TWITTER DATA MINING FOR SENTIMENT ANALYSIS ON PEOPLES FEEDBACK AGAINST GOVERNMENT PUBLIC POLICY
DOI:
https://doi.org/10.20319/mijst.2017.31.110122Keywords:
Text Mining, Text Preprocessing, Twitter, Nazief and Adriani Algorithm, Public PolicyAbstract
Government policies often get positive or negative response from the public. The response from the community feedback can be conveyed through print and electronic media.

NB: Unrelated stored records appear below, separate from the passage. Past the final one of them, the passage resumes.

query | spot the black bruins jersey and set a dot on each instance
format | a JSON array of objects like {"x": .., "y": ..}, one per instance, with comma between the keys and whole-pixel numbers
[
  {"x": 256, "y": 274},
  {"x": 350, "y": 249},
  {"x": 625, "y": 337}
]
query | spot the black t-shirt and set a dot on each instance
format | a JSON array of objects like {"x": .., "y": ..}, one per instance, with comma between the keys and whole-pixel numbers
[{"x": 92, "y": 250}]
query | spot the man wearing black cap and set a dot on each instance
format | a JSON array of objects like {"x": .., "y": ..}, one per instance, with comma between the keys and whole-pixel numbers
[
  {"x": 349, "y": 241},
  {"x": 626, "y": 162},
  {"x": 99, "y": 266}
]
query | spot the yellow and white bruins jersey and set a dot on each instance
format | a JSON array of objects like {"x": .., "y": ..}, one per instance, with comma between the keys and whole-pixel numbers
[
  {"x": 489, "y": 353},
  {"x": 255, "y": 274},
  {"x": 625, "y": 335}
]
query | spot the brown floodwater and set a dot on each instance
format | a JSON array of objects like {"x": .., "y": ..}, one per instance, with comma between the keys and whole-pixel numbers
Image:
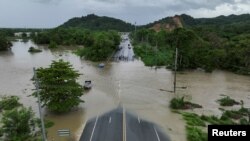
[{"x": 131, "y": 84}]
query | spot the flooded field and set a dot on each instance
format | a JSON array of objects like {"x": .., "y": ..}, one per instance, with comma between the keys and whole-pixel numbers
[{"x": 131, "y": 84}]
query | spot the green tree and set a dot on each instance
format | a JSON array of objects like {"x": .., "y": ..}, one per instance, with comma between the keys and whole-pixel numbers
[
  {"x": 59, "y": 90},
  {"x": 9, "y": 102},
  {"x": 18, "y": 124},
  {"x": 4, "y": 43},
  {"x": 52, "y": 45}
]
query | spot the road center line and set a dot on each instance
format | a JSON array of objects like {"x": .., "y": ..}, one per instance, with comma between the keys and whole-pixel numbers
[
  {"x": 109, "y": 119},
  {"x": 157, "y": 135},
  {"x": 124, "y": 124},
  {"x": 93, "y": 129}
]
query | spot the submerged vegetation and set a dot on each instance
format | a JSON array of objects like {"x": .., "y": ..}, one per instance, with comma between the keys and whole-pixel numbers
[
  {"x": 180, "y": 103},
  {"x": 34, "y": 50},
  {"x": 17, "y": 122},
  {"x": 201, "y": 43},
  {"x": 227, "y": 101},
  {"x": 9, "y": 102},
  {"x": 59, "y": 89},
  {"x": 97, "y": 45},
  {"x": 101, "y": 47},
  {"x": 5, "y": 44}
]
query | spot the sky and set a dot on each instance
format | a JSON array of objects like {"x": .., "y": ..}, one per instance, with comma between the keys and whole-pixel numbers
[{"x": 52, "y": 13}]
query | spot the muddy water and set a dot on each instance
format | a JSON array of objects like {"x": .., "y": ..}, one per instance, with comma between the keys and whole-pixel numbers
[{"x": 130, "y": 83}]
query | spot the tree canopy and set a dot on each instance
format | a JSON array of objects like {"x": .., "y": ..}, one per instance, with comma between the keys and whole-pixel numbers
[{"x": 59, "y": 89}]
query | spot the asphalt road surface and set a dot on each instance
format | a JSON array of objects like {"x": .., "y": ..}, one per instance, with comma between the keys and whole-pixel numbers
[
  {"x": 125, "y": 52},
  {"x": 119, "y": 125}
]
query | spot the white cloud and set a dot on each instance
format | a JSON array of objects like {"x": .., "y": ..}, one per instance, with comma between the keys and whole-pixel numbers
[{"x": 51, "y": 13}]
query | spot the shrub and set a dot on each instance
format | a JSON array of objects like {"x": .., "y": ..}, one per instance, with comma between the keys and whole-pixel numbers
[
  {"x": 9, "y": 102},
  {"x": 193, "y": 119},
  {"x": 195, "y": 134},
  {"x": 227, "y": 101},
  {"x": 177, "y": 103}
]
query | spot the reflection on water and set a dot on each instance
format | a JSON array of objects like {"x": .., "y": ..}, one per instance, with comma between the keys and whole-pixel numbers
[{"x": 132, "y": 84}]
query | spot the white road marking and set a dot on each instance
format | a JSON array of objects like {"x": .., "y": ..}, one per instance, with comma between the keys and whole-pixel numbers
[
  {"x": 157, "y": 134},
  {"x": 93, "y": 129},
  {"x": 124, "y": 124},
  {"x": 109, "y": 120}
]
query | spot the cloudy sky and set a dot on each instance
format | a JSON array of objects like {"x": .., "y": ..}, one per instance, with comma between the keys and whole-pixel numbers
[{"x": 51, "y": 13}]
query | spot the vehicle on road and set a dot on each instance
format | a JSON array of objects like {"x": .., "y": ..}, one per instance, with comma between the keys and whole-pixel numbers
[{"x": 88, "y": 85}]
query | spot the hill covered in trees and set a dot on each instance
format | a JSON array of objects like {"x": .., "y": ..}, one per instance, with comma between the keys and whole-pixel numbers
[
  {"x": 94, "y": 22},
  {"x": 240, "y": 22},
  {"x": 208, "y": 43}
]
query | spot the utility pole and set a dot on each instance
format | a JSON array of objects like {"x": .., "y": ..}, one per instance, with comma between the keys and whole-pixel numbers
[
  {"x": 39, "y": 105},
  {"x": 135, "y": 27},
  {"x": 175, "y": 68}
]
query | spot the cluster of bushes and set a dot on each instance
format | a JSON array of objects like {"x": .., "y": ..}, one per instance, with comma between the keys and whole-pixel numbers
[
  {"x": 180, "y": 103},
  {"x": 202, "y": 47},
  {"x": 18, "y": 123},
  {"x": 34, "y": 50},
  {"x": 98, "y": 45},
  {"x": 101, "y": 46},
  {"x": 5, "y": 44}
]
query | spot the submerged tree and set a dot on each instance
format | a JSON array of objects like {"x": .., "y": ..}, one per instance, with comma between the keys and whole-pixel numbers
[
  {"x": 4, "y": 43},
  {"x": 59, "y": 90},
  {"x": 18, "y": 124}
]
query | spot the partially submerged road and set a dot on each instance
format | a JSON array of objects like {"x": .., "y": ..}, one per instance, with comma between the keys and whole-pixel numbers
[
  {"x": 125, "y": 52},
  {"x": 119, "y": 125}
]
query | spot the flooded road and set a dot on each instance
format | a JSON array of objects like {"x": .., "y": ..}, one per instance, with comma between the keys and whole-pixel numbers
[{"x": 130, "y": 83}]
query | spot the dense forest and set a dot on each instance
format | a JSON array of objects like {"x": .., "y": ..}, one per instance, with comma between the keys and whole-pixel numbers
[
  {"x": 94, "y": 22},
  {"x": 221, "y": 42},
  {"x": 98, "y": 45}
]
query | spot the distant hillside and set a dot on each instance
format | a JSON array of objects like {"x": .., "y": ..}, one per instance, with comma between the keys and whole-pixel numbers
[
  {"x": 94, "y": 22},
  {"x": 170, "y": 23}
]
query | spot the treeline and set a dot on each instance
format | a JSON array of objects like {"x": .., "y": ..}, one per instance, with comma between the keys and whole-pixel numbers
[
  {"x": 199, "y": 47},
  {"x": 98, "y": 45},
  {"x": 98, "y": 23}
]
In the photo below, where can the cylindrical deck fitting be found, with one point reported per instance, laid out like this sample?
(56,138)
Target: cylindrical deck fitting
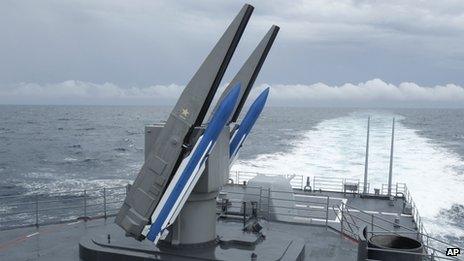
(196,223)
(394,248)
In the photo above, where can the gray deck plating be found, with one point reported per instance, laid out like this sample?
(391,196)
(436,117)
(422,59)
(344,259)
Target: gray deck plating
(60,242)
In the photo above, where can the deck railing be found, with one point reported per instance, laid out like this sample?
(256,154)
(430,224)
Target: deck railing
(353,220)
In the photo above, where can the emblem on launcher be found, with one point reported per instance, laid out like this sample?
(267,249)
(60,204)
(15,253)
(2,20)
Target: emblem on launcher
(184,113)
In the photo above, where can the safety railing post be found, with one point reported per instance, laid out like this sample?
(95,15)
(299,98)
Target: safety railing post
(341,219)
(85,205)
(269,204)
(104,202)
(372,222)
(37,210)
(327,213)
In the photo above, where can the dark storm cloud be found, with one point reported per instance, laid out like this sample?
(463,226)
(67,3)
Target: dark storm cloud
(135,44)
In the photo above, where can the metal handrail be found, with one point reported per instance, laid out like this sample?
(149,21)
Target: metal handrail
(426,243)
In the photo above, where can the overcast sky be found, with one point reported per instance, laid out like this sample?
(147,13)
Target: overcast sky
(144,51)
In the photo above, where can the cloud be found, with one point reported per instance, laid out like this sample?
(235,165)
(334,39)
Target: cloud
(370,93)
(143,41)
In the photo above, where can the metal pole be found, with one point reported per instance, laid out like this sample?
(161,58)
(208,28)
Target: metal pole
(372,222)
(244,213)
(341,220)
(327,213)
(390,172)
(37,210)
(104,201)
(269,204)
(85,205)
(366,163)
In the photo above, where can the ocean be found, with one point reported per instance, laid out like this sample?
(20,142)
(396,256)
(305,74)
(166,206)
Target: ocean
(45,149)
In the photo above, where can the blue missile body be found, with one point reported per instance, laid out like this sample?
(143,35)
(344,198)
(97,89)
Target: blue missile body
(190,170)
(247,123)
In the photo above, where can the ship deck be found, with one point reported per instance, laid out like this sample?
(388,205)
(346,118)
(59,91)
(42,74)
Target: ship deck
(60,241)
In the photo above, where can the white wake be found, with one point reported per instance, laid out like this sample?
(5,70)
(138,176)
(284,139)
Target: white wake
(336,147)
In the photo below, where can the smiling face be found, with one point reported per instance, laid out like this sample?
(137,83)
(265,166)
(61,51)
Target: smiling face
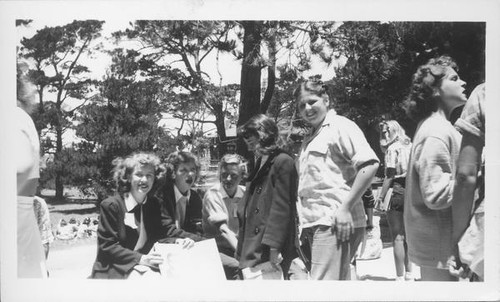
(452,89)
(252,141)
(185,176)
(312,108)
(230,177)
(141,181)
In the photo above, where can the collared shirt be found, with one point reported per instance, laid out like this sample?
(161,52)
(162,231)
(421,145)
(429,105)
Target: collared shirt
(181,202)
(42,215)
(218,207)
(130,204)
(328,164)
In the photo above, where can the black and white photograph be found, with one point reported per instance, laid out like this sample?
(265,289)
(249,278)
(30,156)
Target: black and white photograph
(250,150)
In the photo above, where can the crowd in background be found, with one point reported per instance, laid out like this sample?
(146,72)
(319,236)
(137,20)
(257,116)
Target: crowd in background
(304,216)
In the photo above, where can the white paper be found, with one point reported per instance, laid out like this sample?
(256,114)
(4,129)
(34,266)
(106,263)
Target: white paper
(201,262)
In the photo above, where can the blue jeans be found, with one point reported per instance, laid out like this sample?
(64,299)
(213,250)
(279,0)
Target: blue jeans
(331,260)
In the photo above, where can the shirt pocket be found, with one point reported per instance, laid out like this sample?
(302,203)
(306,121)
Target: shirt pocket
(316,160)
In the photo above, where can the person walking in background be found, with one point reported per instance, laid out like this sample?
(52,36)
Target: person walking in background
(396,146)
(30,254)
(42,215)
(436,90)
(468,195)
(266,215)
(130,222)
(336,166)
(368,204)
(220,204)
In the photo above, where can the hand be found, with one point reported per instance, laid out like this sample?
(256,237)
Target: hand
(152,260)
(378,204)
(457,268)
(275,256)
(186,243)
(343,224)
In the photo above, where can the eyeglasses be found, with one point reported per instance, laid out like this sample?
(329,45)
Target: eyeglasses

With the rise of social media today, people have a tendency to convey such feedback through social media such as Facebook, Twitter, Instagram, Path and other social media. Thus, to determine the public response to this policy that has been implemented, the government needs to know how your feedback from people who come from social media. But because of the feedback, it is difficult to detect how many positive or negative response from the public. Therefore, in this study will develop a system to obtain data in the form of feedback coming from one of the social media that is often used by the public, namely Twitter. Tweet or post on the community will be collected based on the time and place specified. Having obtained a collection tweet, would do next text preprocessing stage. Tweet text already passed the stage of preprocessing, for further processing in sentiment analysis, to determine the positive and negative responses from the public against government policies that have been applied.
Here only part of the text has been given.